It's amazing how many existential story questions arise from this view.

It’s amazing how many stories suddenly stop making sense from this point of view.

You know that moment after the end of the show, when the credits are rolling and the glory of that crowning moment of awesome is just beginning to fade?  When you go to the fridge to get something to eat, and all of a sudden that gaping plot hole or internal consistency problem with the story hits you?  Yeah, that’s fridge logic.

The key, though, is that it’s not something you normally question while you’re reading the book or watching the show.  While you’re in the story itself, the narrative is so compelling that you just don’t question it–that, or rule of cool is in play.  It’s only after the story is over that those questions start to arise.

It doesn’t have to come from bad writing.  Sometimes, it’s a result of values dissonance, especially for stories written in a different time or culture (although by no means is this phenomenon immune to bad writing).  Sometimes, it’s a result of a tomato surprise, where a reveal of something the characters have known all along completely changes the audience’s understanding of the story (though certainly, this isn’t immune to bad writing either).

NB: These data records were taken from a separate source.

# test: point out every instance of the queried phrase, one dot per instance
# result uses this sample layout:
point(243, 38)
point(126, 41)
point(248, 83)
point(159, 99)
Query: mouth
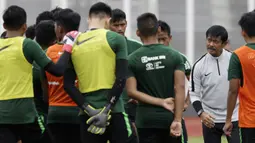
point(122, 33)
point(211, 49)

Not all fridge logic is bad.  Fridge horror happens when a story becomes even more terrifying the more you think about it.  Some of the scariest horror stories have done this to me, as well as some that weren’t really intended to finish on downer endings but kinda sorta did.  Cracked.com did an interesting article on six movies that went that way.

But the best is when a story turns around and gives you fridge brilliance–that moment when you realize that that thing that bothered you actually changes the nature of the story in a way that suddenly makes it your favorite.

My favorite novel of all time, The Neverending Story, totally did this to me.  When I first read it in fourth grade, there were so many things that made the story awesome: the Temple of a Thousand Doors, the test of the three gates, the old man who is the exact opposite of the Childlike Empress in every way, and of course the signature phrase “but that is another story and shall be told another time.” But when I reread it in college, I realized that the real story–the underlying story that brings everything together–isn’t about a loser kid having all sorts of adventures in a fantastic world, but about the power of storytelling itself, and how it can fill the world with love.

Another moment of fridge brilliance came to me when I learned the story behind the writing of Legend, my favorite novel by David Gemmell, my favorite fantasy writer.  The book is about a hopeless battle that everyone knows cannot be won, and the people who decide to go and fight it anyway.  That’s all well and good, except that David Gemmell wrote it immediately after he was diagnosed with terminal cancer.  The story of the battle itself was a metaphor for his own life, and his struggle with his own impending death.  Lucky for all of us, after he finished writing it the doctor came back and told him that the first test was a false positive–that he was going to live after all.  He then went on to write almost thirty more books, all of them off-the-charts awesome.

So yeah, there you have it.  These are more reader tropes than writer tropes, but as a writer it’s good to keep them in mind.  Don’t be lazy, otherwise your fans will pick your stories apart (or if you have to leave a hole, be sure to hang a lampshade on it).  And if you find yourself smacking your forehead over something you’ve already written and published, see if you can’t revisit it in later books in the series and turn it into fridge brilliance.